JP Morgan Asset Management is looking to enter the mutual funds market in Australia this year, is examining onshore entry in Southeast Asia and aims to launch its first ETF in China via its joint venture.

The strategy update was provided by Jed Laskowitz, the firm’s former head of US funds who transferred to Hong Kong last August to serve as CEO of its Asia funds business and head of investment management in Asia. AsianInvestor picked him in its top 10 people moves last year.

Hosting a media lunch yesterday to announce the launch of its new financial market insights guide for Asia, which will be published every quarter, Laskowitz revealed that the firm was looking closely at Australia.

“We have an institutional presence but we do not have a funds presence [in Australia],” he says. “We will be looking more closely at entering that market.” Asked about the timing of such an entry, he replies “2013”.

In Asia-Pacific, the firm has an onshore presence in Hong Kong, Taiwan, Singapore, Korea, India, China, Australia and Japan. But he adds: “Right now we are not onshore in Southeast Asia, and that is something we are actively looking at.”

Additionally, JP Morgan AM has a joint venture with Shanghai International Trust, namely China International Fund Management – which Laskowitz notes is the 17th largest fund firm in the country with more than 300 staff.

“We did not participate in the wealth management products [suspected ponzi scheme],” he stresses. “We had a look at them and decided it was not where we wanted to focus our attentions.”  But he reveals that the JV has plans to launch its first ETF there later this year.

On the market insights guide which JP Morgan AM published at the start of this year, Laskowitz says it is designed as a training tool chiefly for intermediaries to help investors, both institutions and individuals, to make fact-based (rather than emotional) investment decisions.

“Most clients I have talked to about the guide are trying to figure out ways to diversify their business.

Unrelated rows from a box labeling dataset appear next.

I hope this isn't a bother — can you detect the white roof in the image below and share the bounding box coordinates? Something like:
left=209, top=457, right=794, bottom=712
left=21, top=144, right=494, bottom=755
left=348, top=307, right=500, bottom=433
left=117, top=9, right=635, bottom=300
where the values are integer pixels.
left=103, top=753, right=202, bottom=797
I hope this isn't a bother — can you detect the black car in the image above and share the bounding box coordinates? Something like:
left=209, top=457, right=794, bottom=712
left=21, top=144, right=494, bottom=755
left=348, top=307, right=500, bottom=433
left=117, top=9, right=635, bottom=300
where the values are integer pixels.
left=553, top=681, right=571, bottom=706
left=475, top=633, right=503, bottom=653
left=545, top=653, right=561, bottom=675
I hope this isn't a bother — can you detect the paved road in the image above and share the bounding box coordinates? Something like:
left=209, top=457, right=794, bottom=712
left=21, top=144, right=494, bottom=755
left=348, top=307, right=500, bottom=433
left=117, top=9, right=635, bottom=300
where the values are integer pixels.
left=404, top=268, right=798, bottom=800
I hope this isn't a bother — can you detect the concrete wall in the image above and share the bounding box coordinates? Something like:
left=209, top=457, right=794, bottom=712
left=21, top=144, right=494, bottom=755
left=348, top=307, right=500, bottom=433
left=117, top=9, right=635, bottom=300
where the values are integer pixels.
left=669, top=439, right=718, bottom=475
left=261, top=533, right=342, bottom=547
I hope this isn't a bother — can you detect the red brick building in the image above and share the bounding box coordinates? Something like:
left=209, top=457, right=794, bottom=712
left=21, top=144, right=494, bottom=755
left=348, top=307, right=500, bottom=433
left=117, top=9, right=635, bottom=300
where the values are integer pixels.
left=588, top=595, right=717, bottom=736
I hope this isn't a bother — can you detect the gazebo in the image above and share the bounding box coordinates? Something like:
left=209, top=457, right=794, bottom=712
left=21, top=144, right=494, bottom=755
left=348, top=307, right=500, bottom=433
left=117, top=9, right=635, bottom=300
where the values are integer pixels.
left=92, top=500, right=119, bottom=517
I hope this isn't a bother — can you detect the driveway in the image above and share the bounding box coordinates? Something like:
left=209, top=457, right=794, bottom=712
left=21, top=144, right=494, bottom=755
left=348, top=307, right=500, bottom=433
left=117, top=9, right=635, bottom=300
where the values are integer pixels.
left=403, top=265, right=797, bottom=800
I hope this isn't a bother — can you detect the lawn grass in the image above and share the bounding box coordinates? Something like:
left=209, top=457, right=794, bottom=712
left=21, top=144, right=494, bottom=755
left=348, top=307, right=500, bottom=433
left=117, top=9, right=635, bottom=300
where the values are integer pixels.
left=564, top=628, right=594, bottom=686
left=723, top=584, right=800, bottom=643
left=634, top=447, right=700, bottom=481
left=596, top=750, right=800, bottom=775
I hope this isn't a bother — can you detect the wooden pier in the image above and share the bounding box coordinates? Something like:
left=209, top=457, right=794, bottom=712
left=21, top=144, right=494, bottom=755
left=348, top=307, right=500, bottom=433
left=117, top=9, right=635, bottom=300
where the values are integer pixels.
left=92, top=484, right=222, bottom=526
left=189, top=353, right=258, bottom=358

They have had too much money go into high-yield and emerging market debt," he says.

“Over the last five years money has continued to fly out of equities and most clients are vastly underweight there. It is our view that you should have a more normal asset allocation in 2013 and be prepared for more volatility.”

JP Morgan Asset Management launched its insights guide in the US in 2004 and Europe in 2007. It is sent to over 5,000 institutional investors in the US, and in this first Asia run has been delivered to about 5,000 investors, including 500 institutions.

Laskowitz describes the guide as an “ongoing, multi-year and multi-million-dollar investment that we are committed to doing for the long term. For Asia, this will be the centrepiece of all our client-investor communication across the region. It is a training tool that bankers and advisers will use with their end-clients. That is what we would like to achieve with this.”

He adds it is not designed as a promotional tool for JP Morgan Asset Management product, although he says it will be used to create portfolio discussions.

The education programme is being led by Tai Hui, who joined the firm a month ago as Asia strategist for its funds business, having previously worked as Asia research head for Standard Chartered in Singapore.

Hui’s Hong Kong-based team consists of strategists Geoff Lewis and Grace Tam, and analysts Ian Hui and Ben Luk. They are assisted by Joseph Tanious out of the US.

Presenting the firm’s market view, Hui characterises the key themes as diversification, protecting against inflation and capturing valuation. He notes that Asian investors have almost 85% of their portfolio invested in Asia, meaning they are exposed to markets that are highly correlated.

Hui points to staying in cash as a bad decision – the guide shows that between 2000 and 2007 Hong Kong saw a real return on cash of 2.6%, but that has fallen to -3.1% across 2008-12.

He believes Asian fixed income and emerging market debt has a lot to offer, despite suggestions of rich bond valuations, pointing to strong fundamentals, low government debt and healthy liquidity in the system.

This, he suggests, is supported by pension funds and mutual funds in Thailand, Malaysia, Indonesia and Northeast Asia and the growing amount of global funds mandating to invest in Asia or emerging markets. “These flows are likely to continue,” he says, noting he is also positive on Asian currencies.

Hui expresses optimism about equities from a valuation perspective, with macro worries such as the fiscal cliff in the US and a hard landing for China having “been addressed in a reasonably satisfactory way”.

He suggests the market has shown confidence in policy action taken by the European Central Bank, as shown in charts on peripheral European bond yields and credit default swap spreads.

While he acknowledges that the 2012 run for Asean equities may be difficult to repeat this year, he still likes consumer spending and infrastructure. He is waiting to see evidence that the new government of Shinzo Abe can deliver on its election pledges before becoming positive on Japan.